Budget 2014: paperless claiming for PBS meds in hospitals

The federal government has allocated $16.5 million over five years in the budget to allow the supply and claiming of PBS medicines from medication charts in all public and private hospitals.

Similar to a scheme being rolled out in residential aged care facilities, the initiative will mean that the medication chart can serve as a prescription for most medications, meaning pharmacists can supply and claim PBS medicines with the chart itself as the record of supply.

In RACFs, doctors will only need to complete the medication chart and will no longer have to write a separate PBS form, except for certain medications such as schedule 8 drugs. Nursing staff are also able to administer medications directly from the chart.

The Australian Commission on Safety and Quality in Health Care (ACSQHC) has been developing the National Residential Medications Chart (NRMC) for several years and started rolling it out in pilot trials in association with the Department of Health and aged care facilities last year.

It follows work co-ordinated by the commission and the jurisdictions on creating standardised medication charts, including the National Inpatient Medication Chart. Software vendors are working to add them to their clinical information systems.

These charts can be both paper-based or electronic, but by acting as the prescription or the record of supply, the aim is to reduce workflow burdens on doctors, nurses and pharmacists, as well as increase patient safety by reducing the risk of dispensing errors during the transcription of data from medication charts.

The roll-out will take some time as state legislation must be amended to allow for this manner of prescribing and dispensing. According to the budget papers, the measure is expected to deliver at least $40 million per year worth of red tape reductions.

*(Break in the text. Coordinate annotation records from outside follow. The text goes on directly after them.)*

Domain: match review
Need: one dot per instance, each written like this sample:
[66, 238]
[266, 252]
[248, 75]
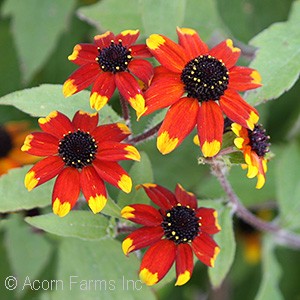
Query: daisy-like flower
[200, 85]
[174, 232]
[83, 155]
[12, 135]
[111, 62]
[254, 144]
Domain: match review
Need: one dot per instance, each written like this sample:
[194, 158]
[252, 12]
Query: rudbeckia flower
[173, 233]
[111, 62]
[200, 85]
[12, 135]
[254, 144]
[83, 155]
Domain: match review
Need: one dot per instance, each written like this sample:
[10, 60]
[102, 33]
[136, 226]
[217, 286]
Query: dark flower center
[5, 142]
[114, 58]
[205, 78]
[77, 149]
[259, 140]
[180, 224]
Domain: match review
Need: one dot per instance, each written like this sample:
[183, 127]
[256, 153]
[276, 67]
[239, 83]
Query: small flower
[172, 232]
[254, 144]
[12, 135]
[111, 62]
[83, 155]
[199, 85]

“This initiative will deliver medication safety benefits to patients, improving the quality use of medicines and health outcomes through reductions in transcription errors,” the budget paper says. “It will both complement and harness the useability of the eHealth record in the primary and acute care setting.”

Also announced in the budget, the government has provided $2.1 million over two years to the Pharmacy Guild to administer the payment functions of professional pharmacy programs under the Fifth Community Pharmacy Agreement (5CPA), which were previously administered by the Department of Human Services.

The Guild said the funding was directed towards the cost of establishing and implementing online registration and claiming of a range of 5CPA programs.

These include the Home Medicines Review Program, Residential Medication Management Review Program, Diabetes Medication Management Service, Medicines Use Review, Rural Pharmacy Maintenance Allowance, Section 100 Support Allowance, and the Pharmacy Practice Incentives Program. The 5CPA expires in July next year.

As widely reported, co-payments for the PBS have risen in this year's budget, by $5 for general patients and 80c for concessional patients. PBS safety net thresholds will also increase each year for four years from next January.

This is in addition to the existing annual indexation of co-payments and safety net thresholds in line with the Consumer Price Index. The measure is expected to save $1.3 billion over four years.

In a statement, the Guild said is disappointed that despite these savings, the government had not seen fit to ameliorate any of the pre-election changes to price disclosure, which it said were announced without consultation and in breach of the 5CPA.

“The Guild will continue its fight for this unfair impost to be redressed, including in the negotiation of the next Community Pharmacy Agreement,” it said.